Cattelan’s eccentric chandelier proves that the main purpose of art is to provide backdrops for snapshots. How cool it is to photograph friends smiling artificially in front of big-time art. Smile on, smile off. And, unintentionally, images of the art are spread around the globe and preserved for eternity in The Cloud.
Although its cold-blooded deployment of art products denies its title, Levine’s “Mayhem” is more complicated than Cattelan’s floating mashup. Like Cattelan (who is in many ways her opposite), Levine has subverted the midcareer survey so many artist dread, but she has done so at the expense of her chops. Her orchids and botanicals are dreadful. These simply were not worth copying. Her skulls likewise. Even her Ignatz and Krazy Kat are laffable.

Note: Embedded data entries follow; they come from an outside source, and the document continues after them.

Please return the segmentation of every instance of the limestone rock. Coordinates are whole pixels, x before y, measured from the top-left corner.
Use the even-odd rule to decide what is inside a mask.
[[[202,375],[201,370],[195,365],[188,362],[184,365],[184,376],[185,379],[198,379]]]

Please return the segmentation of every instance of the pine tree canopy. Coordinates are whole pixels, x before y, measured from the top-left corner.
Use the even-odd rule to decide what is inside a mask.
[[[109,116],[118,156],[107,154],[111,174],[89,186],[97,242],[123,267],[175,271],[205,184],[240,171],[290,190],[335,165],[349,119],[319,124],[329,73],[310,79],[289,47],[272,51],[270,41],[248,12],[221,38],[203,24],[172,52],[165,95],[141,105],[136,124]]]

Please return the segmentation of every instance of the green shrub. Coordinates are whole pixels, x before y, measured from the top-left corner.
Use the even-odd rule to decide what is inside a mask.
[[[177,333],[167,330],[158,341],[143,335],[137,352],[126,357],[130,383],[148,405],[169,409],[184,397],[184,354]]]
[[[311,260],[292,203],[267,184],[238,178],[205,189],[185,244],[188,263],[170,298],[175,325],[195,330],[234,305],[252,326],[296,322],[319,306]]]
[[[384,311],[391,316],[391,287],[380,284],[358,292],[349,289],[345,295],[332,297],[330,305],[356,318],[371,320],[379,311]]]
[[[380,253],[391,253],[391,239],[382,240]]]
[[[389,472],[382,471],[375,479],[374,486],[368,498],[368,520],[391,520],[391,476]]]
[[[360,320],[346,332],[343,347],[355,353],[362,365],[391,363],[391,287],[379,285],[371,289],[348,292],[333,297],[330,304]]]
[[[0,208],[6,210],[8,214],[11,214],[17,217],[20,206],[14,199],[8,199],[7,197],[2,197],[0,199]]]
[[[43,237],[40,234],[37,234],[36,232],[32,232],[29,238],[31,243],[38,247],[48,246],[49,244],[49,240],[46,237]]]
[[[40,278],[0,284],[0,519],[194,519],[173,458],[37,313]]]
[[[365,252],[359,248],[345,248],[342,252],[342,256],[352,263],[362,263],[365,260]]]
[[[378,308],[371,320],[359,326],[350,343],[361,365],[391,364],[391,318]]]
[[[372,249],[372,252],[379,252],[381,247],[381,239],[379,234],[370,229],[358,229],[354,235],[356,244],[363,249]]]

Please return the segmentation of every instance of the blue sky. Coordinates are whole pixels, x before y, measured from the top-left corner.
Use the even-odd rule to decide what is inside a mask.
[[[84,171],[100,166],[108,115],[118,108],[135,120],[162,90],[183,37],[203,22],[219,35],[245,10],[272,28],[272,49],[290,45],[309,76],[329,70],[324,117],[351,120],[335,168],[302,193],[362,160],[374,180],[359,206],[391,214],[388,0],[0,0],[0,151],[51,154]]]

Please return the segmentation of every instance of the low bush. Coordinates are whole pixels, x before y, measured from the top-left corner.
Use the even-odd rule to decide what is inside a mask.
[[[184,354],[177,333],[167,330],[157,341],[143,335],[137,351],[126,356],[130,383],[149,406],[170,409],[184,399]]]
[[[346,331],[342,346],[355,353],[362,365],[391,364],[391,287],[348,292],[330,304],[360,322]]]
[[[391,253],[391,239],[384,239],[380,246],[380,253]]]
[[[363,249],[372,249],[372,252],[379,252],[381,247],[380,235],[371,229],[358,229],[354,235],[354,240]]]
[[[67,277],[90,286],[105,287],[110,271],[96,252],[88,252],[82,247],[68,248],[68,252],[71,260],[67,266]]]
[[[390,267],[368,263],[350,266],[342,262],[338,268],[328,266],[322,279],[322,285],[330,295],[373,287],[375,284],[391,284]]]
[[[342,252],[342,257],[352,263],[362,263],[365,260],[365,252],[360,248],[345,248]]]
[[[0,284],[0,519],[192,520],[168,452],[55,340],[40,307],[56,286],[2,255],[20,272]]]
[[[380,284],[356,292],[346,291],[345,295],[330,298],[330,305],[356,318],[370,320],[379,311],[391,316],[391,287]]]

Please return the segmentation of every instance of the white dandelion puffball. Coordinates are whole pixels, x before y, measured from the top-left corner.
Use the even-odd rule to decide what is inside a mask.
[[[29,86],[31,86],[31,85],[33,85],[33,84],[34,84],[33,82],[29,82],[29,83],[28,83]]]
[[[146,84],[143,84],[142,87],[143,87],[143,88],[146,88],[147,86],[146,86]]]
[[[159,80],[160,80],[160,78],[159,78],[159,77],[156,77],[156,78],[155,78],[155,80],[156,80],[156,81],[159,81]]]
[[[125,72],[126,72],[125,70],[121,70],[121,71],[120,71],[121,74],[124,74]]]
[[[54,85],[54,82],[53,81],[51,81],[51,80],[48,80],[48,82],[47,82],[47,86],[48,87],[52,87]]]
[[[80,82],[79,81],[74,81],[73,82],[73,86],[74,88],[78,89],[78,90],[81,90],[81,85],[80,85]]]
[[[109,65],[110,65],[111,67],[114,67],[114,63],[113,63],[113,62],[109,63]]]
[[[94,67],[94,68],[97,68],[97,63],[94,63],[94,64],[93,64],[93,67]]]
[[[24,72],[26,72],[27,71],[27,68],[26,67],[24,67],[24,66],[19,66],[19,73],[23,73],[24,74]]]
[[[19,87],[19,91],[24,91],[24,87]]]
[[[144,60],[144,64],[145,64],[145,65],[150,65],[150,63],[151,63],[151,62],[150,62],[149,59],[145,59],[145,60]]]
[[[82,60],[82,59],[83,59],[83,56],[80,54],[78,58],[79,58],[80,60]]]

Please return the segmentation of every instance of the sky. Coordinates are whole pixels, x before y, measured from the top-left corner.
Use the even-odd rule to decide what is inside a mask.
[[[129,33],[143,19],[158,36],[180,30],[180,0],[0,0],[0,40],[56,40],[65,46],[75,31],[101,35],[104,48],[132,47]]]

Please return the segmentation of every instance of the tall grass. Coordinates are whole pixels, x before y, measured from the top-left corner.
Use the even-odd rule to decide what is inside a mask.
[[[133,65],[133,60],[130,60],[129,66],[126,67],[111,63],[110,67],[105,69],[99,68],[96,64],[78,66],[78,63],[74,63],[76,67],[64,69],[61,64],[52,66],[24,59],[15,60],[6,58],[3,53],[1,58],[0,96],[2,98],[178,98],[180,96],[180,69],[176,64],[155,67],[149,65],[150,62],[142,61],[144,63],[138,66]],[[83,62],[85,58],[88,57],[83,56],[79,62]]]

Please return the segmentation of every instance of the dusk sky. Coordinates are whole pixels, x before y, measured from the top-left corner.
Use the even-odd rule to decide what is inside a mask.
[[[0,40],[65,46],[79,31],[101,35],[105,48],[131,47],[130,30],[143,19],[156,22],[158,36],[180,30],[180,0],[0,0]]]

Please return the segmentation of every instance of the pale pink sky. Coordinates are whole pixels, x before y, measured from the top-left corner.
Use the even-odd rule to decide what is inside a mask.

I would have stripped the whole thing down to the Walker Evans rephotographs and the Duchamp urinal, plus a single version of the Man Ray pool table. Multiple pool tables and multiple skulls make only a weak comment on Minimalism and serial art. Like Hirst and Koons, Levine seems to be exploiting the notion that expensive materials are the proof of art. Paintings on mahogany and cherry wood are a waste of wood. Everything else, including the plywood-knot paintings, is filler. Each idea would have been better served by one choice example, not a product line. They seem to be here merely to prove at last that Levine’s collectors made the right financial decisions. One of each was always the way to go.
Visitors point and shoot at the Guggenheim. At the Whitney, the customers simply race right through. I wish I had a stopwatch. Been there, seen that, and on to theNewMuseum, where currently you can slide down a shoot and ride a merry-go-round. In comparison, Cattelan and Levine are as serious as Kandinsky and Mondrian. The silliness war has finally been won.